Enfin, il faut mentionner que l’accent complet dans l’apprentissage des langues cunéiformes est sur la lecture et non sur l’écriture des textes. La langue était bien sûr inscrite sur des tablettes d’argile à l’aide d’un stylet en roseau et, si le travail de l’argile est devenu une activité assez courante dans la classe sumérienne, il y a un certain artifice à reproduire des signes avec un stylo et du papier. Le site Cuneify Plus peut aider à transformer les formes translittérées en unicode cunéiforme. Par exemple, en tapant » lugal » dans l’interface, on peut récupérer le signe 𒈗. Mais si vous tenez vraiment à vous entraîner à écrire les signes, un livre se distingue comme une tentative de surmonter l’artifice-D. Snell’s Workbook of Cuneiform Signs . Se basant sur l’expérience de Snell dans l’apprentissage du kana japonais, il a encouragé « l’utilisation active des signes » (dans l’apprentissage de l’akkadien spécifiquement) afin que « la connaissance des signes reste plus longtemps chez l’étudiant. » Les signes de ce cahier d’exercices sont donnés dans un style néo-assyrien et ne correspondraient donc pas aux formes vues dans la plupart des textes sumériens.

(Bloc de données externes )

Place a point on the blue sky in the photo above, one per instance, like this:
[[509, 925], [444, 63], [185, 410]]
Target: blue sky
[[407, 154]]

Néanmoins, il se présente comme un point d’entrée au cunéiforme appliqué, et bien que la méthode ne semble pas avoir vu une adoption générale, s’il peut y avoir une chose telle qu’un classique culte dans l’enseignement des langues anciennes, le cahier d’exercices cunéiformes idiosyncrasiques de Snell peut l’être.
Merci à Jonathan Valk et Martin Worthington pour leurs suggestions sur ce post.